La crisis fiscal que el gobierno deja, pero que pocos entienden de verdad

Colombia enfrenta una crisis macroeconómica profunda: déficit fiscal de 6,4%, deuda bruta en 64,7% del PIB y caída de inversión extranjera. Sin embargo, lo que realmente importa para los ciudadanos es cómo esto afecta su día a día: empleos, pensiones, oportunidades para sus hijos. Los analistas advierten que el próximo gobierno enfrentará un ajuste fiscal de entre 3 y 4,5 puntos del PIB solo para cumplir la regla fiscal en 2028.
Las grandes cifras macroeconómicas casi nunca interesan a la gente común. Lo que de verdad les quita el sueño es si van a poder pagar la renta, si consiguen trabajo o si sus hijos tendrán oportunidades. Ese es el verdadero metro cuadrado de los colombianos, el que realmente importa cuando llega la hora de votar.

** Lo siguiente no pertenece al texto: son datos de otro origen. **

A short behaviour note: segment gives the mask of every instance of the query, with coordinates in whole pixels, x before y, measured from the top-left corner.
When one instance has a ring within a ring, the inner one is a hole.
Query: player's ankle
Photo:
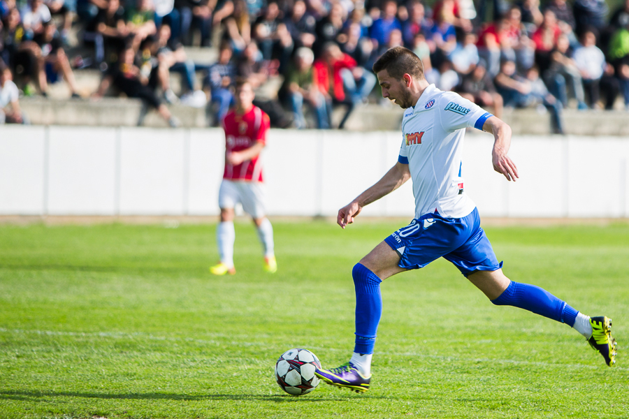
[[[354,365],[354,367],[358,370],[363,377],[366,378],[371,375],[372,357],[373,357],[373,353],[357,353],[354,352],[352,354],[349,362]]]
[[[586,316],[581,311],[577,314],[577,318],[574,319],[574,325],[572,326],[572,328],[583,335],[586,339],[590,339],[593,332],[590,323],[590,316]]]

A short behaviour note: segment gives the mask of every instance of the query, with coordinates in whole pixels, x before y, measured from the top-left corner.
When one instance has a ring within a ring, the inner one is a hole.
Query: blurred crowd
[[[629,110],[629,0],[611,10],[604,0],[0,0],[0,17],[7,122],[25,120],[17,86],[45,96],[63,79],[80,98],[74,72],[92,66],[103,73],[92,96],[140,98],[172,126],[174,103],[219,123],[243,77],[261,89],[281,80],[256,103],[273,125],[331,128],[342,107],[342,128],[356,106],[386,103],[370,68],[397,45],[422,59],[429,82],[498,117],[537,107],[561,133],[566,107],[612,109],[621,96]],[[69,52],[73,28],[90,57]],[[215,62],[195,63],[187,45],[212,47]]]

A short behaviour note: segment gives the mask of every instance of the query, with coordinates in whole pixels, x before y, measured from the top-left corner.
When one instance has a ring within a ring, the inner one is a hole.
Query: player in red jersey
[[[236,83],[236,108],[225,115],[225,170],[219,190],[221,222],[216,230],[221,261],[210,268],[215,275],[233,274],[233,208],[238,203],[251,215],[264,248],[264,270],[277,270],[273,253],[273,228],[266,218],[260,152],[266,145],[268,115],[254,106],[255,94],[247,80]]]

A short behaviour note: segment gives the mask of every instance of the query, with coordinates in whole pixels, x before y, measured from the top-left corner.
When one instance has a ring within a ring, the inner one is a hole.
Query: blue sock
[[[382,297],[380,283],[375,274],[356,263],[352,271],[356,290],[356,353],[373,353],[376,331],[382,314]]]
[[[496,305],[510,305],[533,311],[571,328],[579,312],[565,301],[559,300],[546,290],[528,284],[511,281],[500,296],[491,302]]]

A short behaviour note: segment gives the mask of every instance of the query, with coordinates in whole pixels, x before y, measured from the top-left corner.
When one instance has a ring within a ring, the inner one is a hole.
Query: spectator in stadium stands
[[[605,70],[605,56],[596,46],[596,35],[592,30],[583,33],[581,43],[582,47],[574,51],[573,58],[583,79],[588,105],[591,108],[599,108],[599,82]]]
[[[244,0],[243,0],[244,1]],[[317,40],[317,19],[309,11],[303,0],[297,0],[291,14],[284,20],[287,29],[295,41],[295,47],[312,48]]]
[[[38,66],[40,75],[40,89],[42,93],[48,91],[48,82],[55,82],[57,73],[63,75],[70,94],[73,98],[80,97],[78,93],[78,87],[74,78],[74,72],[70,66],[68,56],[62,46],[62,39],[55,22],[49,20],[42,25],[43,31],[36,35],[33,41],[37,45],[34,47],[36,57],[42,64]]]
[[[526,27],[522,22],[522,12],[517,6],[509,8],[502,57],[514,61],[518,71],[523,74],[535,64],[535,44],[528,37]]]
[[[366,101],[375,84],[375,75],[356,66],[356,60],[333,43],[324,45],[323,54],[314,61],[313,68],[319,90],[331,98],[333,104],[347,108],[338,126],[342,128],[356,105]]]
[[[210,46],[212,15],[223,3],[218,0],[175,0],[175,8],[181,16],[181,41],[184,45],[192,45],[194,31],[198,29],[201,46]]]
[[[50,10],[43,0],[29,0],[20,14],[25,39],[33,39],[36,35],[43,32],[43,24],[51,18]]]
[[[186,55],[183,45],[173,41],[171,36],[171,27],[168,24],[162,24],[157,31],[156,46],[158,62],[163,64],[168,72],[174,71],[181,75],[181,94],[189,95],[198,90],[194,63]]]
[[[438,0],[433,6],[433,17],[436,18],[443,13],[452,16],[451,24],[461,32],[472,31],[473,28],[470,20],[476,17],[473,2],[469,0]]]
[[[629,0],[625,0],[622,6],[614,11],[609,19],[609,25],[614,30],[627,26],[629,23]]]
[[[117,53],[124,47],[129,35],[120,0],[109,0],[107,8],[99,10],[96,18],[88,24],[84,38],[94,41],[96,61],[100,64],[103,61],[117,61]],[[109,59],[106,54],[114,57],[113,59]]]
[[[154,20],[155,13],[151,0],[131,0],[131,2],[132,4],[125,9],[126,27],[133,35],[132,46],[138,50],[143,41],[157,31]]]
[[[550,54],[550,66],[543,78],[551,93],[559,99],[564,108],[567,107],[567,89],[577,101],[579,109],[587,109],[583,91],[581,73],[574,60],[569,57],[570,42],[567,36],[561,34],[557,38],[557,45]]]
[[[136,51],[131,47],[124,49],[120,55],[120,61],[117,65],[111,66],[105,77],[101,80],[98,90],[94,97],[104,96],[111,85],[115,86],[129,98],[142,100],[143,111],[140,112],[138,125],[144,123],[146,115],[145,109],[150,106],[154,108],[159,116],[173,128],[179,125],[178,121],[171,114],[166,105],[161,103],[155,94],[155,91],[149,84],[149,80],[142,73],[140,68],[134,64]]]
[[[406,47],[412,50],[415,36],[421,33],[426,36],[432,27],[432,21],[426,17],[424,4],[418,0],[412,0],[408,3],[408,19],[402,22],[402,34]]]
[[[537,67],[532,67],[523,78],[516,73],[514,61],[505,60],[500,64],[500,72],[496,76],[496,87],[505,106],[528,108],[543,105],[551,114],[552,132],[563,133],[561,103],[551,95],[539,78]]]
[[[441,60],[439,64],[439,80],[435,84],[440,90],[448,91],[458,84],[458,73],[454,71],[452,61],[447,58]]]
[[[364,14],[364,9],[352,10],[350,20],[346,22],[338,39],[343,52],[355,59],[359,66],[370,68],[375,58],[373,57],[373,43],[367,28],[361,22]]]
[[[550,65],[550,53],[557,45],[557,39],[561,35],[561,29],[552,10],[544,12],[544,20],[531,38],[535,44],[535,62],[541,71],[545,71]]]
[[[522,12],[522,22],[528,32],[533,33],[542,24],[544,16],[540,10],[540,0],[522,0],[516,3]]]
[[[9,68],[15,68],[15,57],[24,36],[22,19],[17,8],[7,12],[6,17],[0,21],[0,58]]]
[[[374,21],[370,30],[370,36],[378,54],[386,50],[389,34],[393,29],[402,30],[402,24],[396,17],[398,4],[394,0],[386,0],[382,6],[380,17]]]
[[[314,86],[312,63],[314,54],[305,47],[298,48],[292,65],[289,66],[280,97],[293,111],[294,122],[298,129],[306,128],[303,105],[310,106],[317,116],[317,128],[330,128],[328,101],[325,95]]]
[[[44,4],[48,8],[52,16],[63,17],[59,33],[64,43],[67,44],[68,34],[70,33],[70,29],[72,27],[72,10],[66,6],[65,0],[44,0]]]
[[[431,48],[424,34],[419,33],[415,35],[414,46],[413,52],[419,57],[421,63],[424,64],[424,75],[426,80],[431,84],[436,84],[439,81],[439,71],[433,68],[433,62],[431,61]],[[389,102],[384,99],[381,101],[381,103],[387,104]]]
[[[479,62],[471,72],[463,77],[456,92],[477,105],[491,106],[493,108],[493,115],[498,118],[502,117],[503,96],[496,91],[484,62]]]
[[[476,47],[478,38],[472,32],[464,34],[463,36],[463,43],[457,43],[449,59],[457,73],[468,74],[474,69],[479,60],[478,48]]]
[[[155,8],[155,26],[168,25],[174,42],[181,41],[181,14],[175,8],[175,0],[153,0]]]
[[[330,13],[317,22],[314,28],[317,39],[313,45],[314,56],[320,57],[323,47],[328,42],[338,42],[337,38],[343,30],[345,10],[338,3],[332,5]]]
[[[431,37],[437,47],[433,58],[438,61],[449,56],[456,47],[456,31],[453,24],[455,17],[452,8],[447,6],[447,3],[454,3],[454,1],[444,0],[438,14],[434,15],[433,27],[431,28]]]
[[[218,126],[233,104],[233,86],[236,68],[231,62],[233,52],[229,42],[223,41],[219,50],[218,61],[210,66],[203,80],[203,90],[209,94],[208,116],[210,125]]]
[[[281,22],[280,7],[276,1],[269,2],[264,13],[254,22],[253,36],[264,59],[270,60],[273,57],[273,50],[277,43],[277,26]]]
[[[477,47],[478,54],[487,64],[487,71],[495,77],[500,70],[500,53],[507,42],[509,21],[502,17],[481,29]]]
[[[623,93],[625,108],[629,110],[629,15],[624,23],[609,42],[609,59]]]
[[[107,8],[107,0],[76,0],[76,14],[84,23],[96,17],[99,10]]]
[[[2,67],[0,68],[0,124],[24,123],[19,96],[10,68]]]
[[[582,35],[586,29],[595,28],[599,33],[606,24],[609,8],[605,0],[574,0],[572,12],[577,22],[577,35]]]
[[[223,21],[226,36],[235,52],[240,52],[251,42],[251,22],[245,0],[234,0],[233,13]]]
[[[15,0],[0,0],[0,20],[3,20],[9,11],[15,8]]]
[[[259,91],[260,87],[268,80],[268,61],[262,59],[256,43],[250,43],[245,48],[238,61],[238,75],[239,80],[247,80],[254,90],[258,91],[254,103],[268,115],[271,126],[288,128],[291,121],[287,118],[282,105],[275,97],[275,92]]]
[[[557,20],[567,24],[572,31],[577,29],[577,21],[572,13],[572,8],[566,3],[565,0],[550,0],[546,8],[552,10],[555,13]],[[565,31],[563,31],[565,32]]]
[[[176,103],[179,98],[171,89],[171,78],[168,72],[171,61],[159,59],[157,57],[159,44],[154,36],[148,36],[142,41],[137,61],[140,71],[148,79],[147,85],[154,91],[159,87],[168,103]]]
[[[612,110],[614,109],[614,104],[620,93],[620,82],[615,77],[616,71],[614,66],[609,63],[605,64],[605,71],[603,75],[600,78],[599,86],[600,87],[600,93],[605,98],[605,110]],[[629,108],[626,108],[629,110]]]

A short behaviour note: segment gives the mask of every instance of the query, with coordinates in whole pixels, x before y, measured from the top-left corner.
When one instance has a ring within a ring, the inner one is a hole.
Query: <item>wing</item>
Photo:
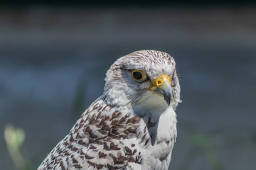
[[[141,169],[141,118],[95,101],[38,169]]]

Ahora bien, los números que deja este gobierno son, sin eufemismos, muy malos. El déficit fiscal del año pasado fue de 6,4% del PIB. Para ponerlo en perspectiva: el gobierno recaudó 302,7 billones de pesos pero gastó 420,5 billones, dejando un hueco de 117,8 billones. Los ingresos tributarios crecieron respecto a 2024, pero fueron 46,1 billones menos de lo que se había presupuestado. En otras palabras, el país no solo gasta más de lo que gana, sino que además presupuesta mal.
Ese desbalance se cubre con deuda, y aquí viene lo más preocupante. La deuda bruta alcanzó 64,7% del PIB en 2025, un nivel mucho más alto que en 2020 cuando estábamos en pandemia (60,7%) o en 2021 cuando apenas salíamos de ella (60%). En esos años la justificación existía. Hoy no. El gobierno simplemente gasta más de lo que puede. El déficit primario, que mide el gasto sin contar los intereses de la deuda, subió a 3,5% del PIB, el más alto en veinte años si se deja fuera la época de coronavirus.
Lo grave es que los inversionistas que compran deuda pública colombiana, los llamados TES, están cada vez más escasos. Para que alguien invierta, el gobierno debe ofrecer retornos más altos: hemos llegado al 14%, máximos históricos. Pero incluso con esas tasas jugosas, el interés del mercado es bajísimo. En una operación que causó mucha polémica, el Ministerio de Hacienda vendió TES por 6.000 millones de dólares a un inversor extranjero cuyo nombre no fue revelado, algo que casi nunca sucede en estos casos.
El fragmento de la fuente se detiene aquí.